I don't see a problem working on instance data from another object within a static method.
I assume that you mean, for example, passing an object's instance variable to a static method via a parameter, and that method then working on that variable.
Static just means you don't get this, but you could get otherobject->something
I don't think it would be any more frowned upon than just using a static method would be in the first place.
When working with static data in an instance method, the only implication I can think of is synchronization in a multithreaded application. I can't think of any adverse implications when working with instance data from a static method. However, just because something can be done doesn't mean it should be done.
Here is a concrete example you provided.
Class A is instance based and has an
instance field called ProductPrice of
double. Class B is static and has a
static method called
PlayAroundWithPrice(double price), and
the coder passes in the ProductPrice
field.
Obviously, there is nothing technically illegal with this example, but it goes against the grain for me. First of all, the ProductPrice field of Class A is obviously public since Class B can operate on it. For the purposes of encapsulation, I personally always make fields private and use a public property to access them. Second, because ProductPrice is a public field instead of a public property, there's no way for Class A to prevent ProductPrice from being set to invalid values (negative values, for example). Third (as stated above), if this example occurs in a multithreaded program, there could be synchronization issues. Fourth, I guess this is the real rub, why have a static method on Class B to operate on the field of Class A? Why not put the static method on Class A?
I don't know that I'd go as far as making this a hard-and-fast rule (perhaps simply a rule-of-thumb), but I would restrict using static methods for when you do not want to pay for the cost of constructing an object just to use the method.
For example, in the project I work on, I have an IPHeader class that will fully construct an IPHeader instance from a byte buffer. However, in most cases, I only need a couple of values from the IPHeader. So to avoid the costs associated with creating and garbage-collecting an IPHeader instance, I added a couple of static methods that will extract the values from the byte buffer directly.
I hope I've understood your question correctly.
Basically, instance methods has a hidden this parameter which is used to pass the instance the method is supposed to work on. This is the reason static methods cannot access instance data without explicit reference (as they cannot know which instance of object they should access).
Considering this, I don't see any special difference between static and instance methods. They are both methods and has more similarities than differences.
Both static data and instance data are prone to threading issues, however, instances are much less likely to be used between threads. As a consequence, accessing static fields might require more care (regarding syncronization issues).
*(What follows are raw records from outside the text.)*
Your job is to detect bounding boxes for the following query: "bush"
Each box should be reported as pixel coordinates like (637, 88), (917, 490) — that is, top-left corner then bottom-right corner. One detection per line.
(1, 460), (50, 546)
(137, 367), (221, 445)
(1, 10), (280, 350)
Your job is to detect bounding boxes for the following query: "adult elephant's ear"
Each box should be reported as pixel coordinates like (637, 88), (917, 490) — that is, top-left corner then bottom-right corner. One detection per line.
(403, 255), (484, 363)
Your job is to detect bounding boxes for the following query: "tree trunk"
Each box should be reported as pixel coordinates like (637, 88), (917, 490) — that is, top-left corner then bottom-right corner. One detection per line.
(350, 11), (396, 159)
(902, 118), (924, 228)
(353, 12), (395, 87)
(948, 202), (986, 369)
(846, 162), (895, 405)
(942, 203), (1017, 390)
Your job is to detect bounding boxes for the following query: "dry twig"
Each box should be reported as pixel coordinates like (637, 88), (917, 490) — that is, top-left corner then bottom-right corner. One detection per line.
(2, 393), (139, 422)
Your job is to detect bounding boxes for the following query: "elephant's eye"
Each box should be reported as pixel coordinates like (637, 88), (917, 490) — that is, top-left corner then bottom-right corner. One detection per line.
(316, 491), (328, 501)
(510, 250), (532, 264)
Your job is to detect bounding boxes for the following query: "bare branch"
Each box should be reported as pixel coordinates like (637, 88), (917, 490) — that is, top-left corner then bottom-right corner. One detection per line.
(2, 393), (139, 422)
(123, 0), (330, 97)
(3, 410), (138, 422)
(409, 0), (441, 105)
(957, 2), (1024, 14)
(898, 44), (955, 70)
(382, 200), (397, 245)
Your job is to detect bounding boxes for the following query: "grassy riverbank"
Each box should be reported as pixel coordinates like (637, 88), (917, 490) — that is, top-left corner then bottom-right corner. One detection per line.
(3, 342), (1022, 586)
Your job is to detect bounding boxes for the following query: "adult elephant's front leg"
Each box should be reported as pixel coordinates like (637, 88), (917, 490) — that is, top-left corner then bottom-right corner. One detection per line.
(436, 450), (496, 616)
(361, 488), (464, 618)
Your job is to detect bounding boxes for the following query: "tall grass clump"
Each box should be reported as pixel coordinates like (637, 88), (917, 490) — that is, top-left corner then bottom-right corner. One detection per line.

There should be no problem. Recently I had a scenario where I needed each instance of a class to have a different, but reproducible random seed. I kept a private static int in the class, and incremented it for every instantiation, and used that as the seed.
It worked fine.
I don't think there is anything inherently wrong with using static data in an instance method but I think you need to really limit the types of data you use. The advantage / disadvantage of this approach is that a single data change can alter the behavior of all objects of a particular type. This makes changing that type of data very risky. I tend to constrain uses of this to the following scenarios
Immutable values - Nothing can change so there is nothing to worry about
Global Objects - I strongly refrain from doing this but I've found that occasionally the evils of having a global object outweigh the risks. These objects are carefully monitored though and heavily tested.